Frémissement
Le coup de tonnerre qui a retenti dimanche au tribunal de Sidi M’hamed, à Alger, suite à la relaxe surprenante requise par le procureur de la République en faveur d’un groupe de détenus du hirak, suivie d’un plaidoyer politique en bonne et due forme pour l’indépendance de la justice et à la gloire du mouvement populaire du 22 Février, révèle-t-il de l’existence d’un embryon de hirak au sein de la justice ? Dans quelques jours, le mouvement bouclera son premier anniversaire. Le temps d’un bilan pour évaluer les étapes franchies par la Révolution du sourire dans la voie du démantèlement de l’ancien système et le passage à un nouveau mode de gouvernance fondé sur l’Etat de droit, la démocratie et le respect de la volonté populaire. L’an I de la Révolution du sourire sera aussi pour les activistes du mouvement populaire une opportunité pour rappeler au pouvoir d’avant et après l’élection du 12 décembre les promesses et les engagements non tenus pour «accompagner» le hirak dans sa marche résolue vers un nouveau destin pour l’Algérie. En guise d’accompagnement, force est malheureusement de constater, à la faveur des dures péripéties vécues par le mouvement, que l’idylle proclamée n’aura été qu’un mirage durant la période de succession à Bouteflika et que la main tendue par le nouveau président, Abdelmadjid Tebboune, apparaît tout autant insaisissable. L’explosion de joie, émotion caractéristique des événements marquants de l’histoire des peuples qui avaient empli la salle d’audience du tribunal de Sidi M’hamed ce dimanche, après le coup d’éclat (de sang) du procureur de la République, illustre parfaitement cette soif des Algériens d’une justice au service du citoyen et non de castes et de clans qui se disputent le pouvoir.
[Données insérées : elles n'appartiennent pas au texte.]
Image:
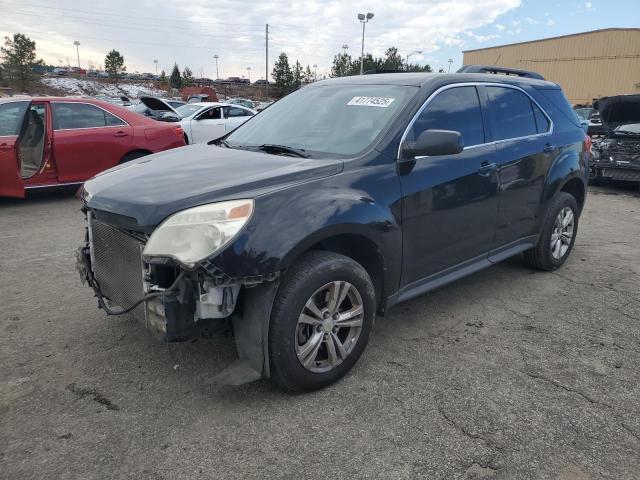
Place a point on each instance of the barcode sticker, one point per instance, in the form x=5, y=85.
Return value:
x=383, y=102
Quelques phrases ciblées puisées d’une conscience meurtrie par les événements que vit le pays et des lendemains difficiles qui s’annoncent et voilà que l’impossible se réalise sous les yeux médusés des citoyens qui n’en croyaient pas leurs oreilles habituées aux réquisitoires froids et toujours à charge dans nos palais de justice. A une petite échelle, individuelle, la preuve a été donnée que la réconciliation entre la justice et la société est possible et envisageable dès lors que le dévouement pour l'intérêt supérieur du pays prime sur la course aux postes et aux privilèges qui a généré tous les maux dont souffre l’Algérie et créé une caste de fonctionnaires corrompus, dociles et malléables à merci. Vingt-quatre heures auparavant, la chancellerie a vécu une journée folle et riche en événements à la suite de l’instruction émanant de l’inspecteur général de la justice adressée aux juges leur demandant de dénoncer, sous le couvert de l’anonymat, les jugements entachés d’irrégularités. Le fonctionnaire-justicier a vite été recadré par sa hiérarchie, qui a livré au hachoir son instruction brûlot. Bien que loin d’exprimer l’existence d’un courant réformateur en gestation au sein des institutions et des appareils de l’Etat, ces faits recoupés et croisés ne renseignent pas moins sur un état d’esprit nouveau, d’insoumission, frondeur qui règne dans des secteurs dits de souveraineté. Des secteurs où il est formellement interdit d'émettre une opinion, encore moins de contester ou de remettre en cause l’ordre établi.